1. There are more than 1 exchanges and price tanked everywhere. 2. If you bought low, did you get your trade busted? 3. If it was normal market behaviour, due to a thin order book and a big sell order, why reimburse anybody?
1) indeed about 10-20% but not to nearly zero as GDAX did. And this is just the same like any flashcrash on any of the Stock/Futures markets which happens equally as common: the fat finger-trade itself is (regularly) turned-back, but all other derivative products and markets aren't. 2) read that link! If you bought low you keep that very profitable entry. 3) Don't know exactly. But my guess is that they see this a good spend promotion. They (Coinbase/GDAX) want to keep growing exponentially (which they do with 300.000 new customers in just one week). They have all licenses and are even fully ensured.

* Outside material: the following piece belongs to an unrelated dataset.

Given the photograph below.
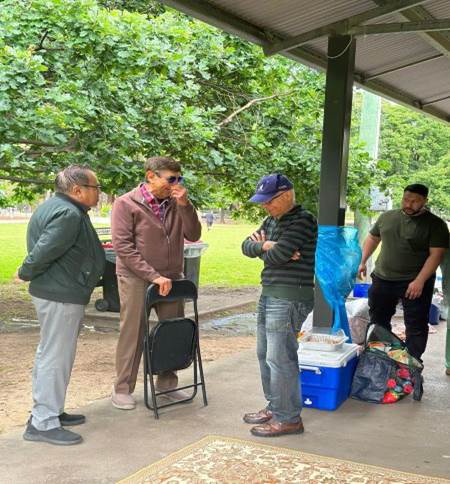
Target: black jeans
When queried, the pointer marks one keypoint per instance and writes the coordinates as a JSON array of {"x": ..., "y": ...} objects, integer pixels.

So this "free gift" gives them huge confidence.
Because that doesn't happen in normal liquid markets and no investors will touch it with that level of risk which hurts everyone with a vested interest in cryptocurrencies and blockchain technology.
1. Not 10-20% but 50-60%, what is still very "noticable". So where did they draw the line, which trade to bust? 2. You can't bust sell trades without busting the corresponding buy trades. So if I had a buy order at $50 and they busted the sell order, whom am I buying from? 3. I dunno, but if I accept that my broker might have a thin order book and I am fine with it, the broker shouldn't bust trades on willy-nilly for the greater good....
Same answer as #3 above. I don't care about my broker acting for the greater good, I want him to act as a market maker, executing legal orders according to the order book. I though cryptos were without regulation, but you seem to promote regulation here... What if I was shorting and they busted my perfectly timed short or I couldn't cover at a nice low price? Fuck the greater good, I want my profits...
1) not correct! The hour that the flashcrash happened other exchanges reacted within the range of 10-20%. I just calculated that Kraken did -17% 2) you still didn't read the link, heh? They (the exchange) paid it from their OWN funds. 3) agree. The exchange shouldn't play Santa Claus. It's a "normal behavior" with risks for the traders themselves. This will give a precedent for the next time.... which might result in more problems.
1. I remember seeing a $150 lowest price on the 22nd, but maybe that was the weighted price of several exchanges. That would explain it... 2. That is nice. So basically they bought the whale's coins up on the cheap? Or at least they averaged down like crazy... Or was the whale's order busted too?
Regulation means "in the same way as" your Stock Broker/Exchange is regulated. Covering: KnowYourCustomer & AntiMoneyLaundering, as well as the FDIC coverage ($250.000) and of course Taxes.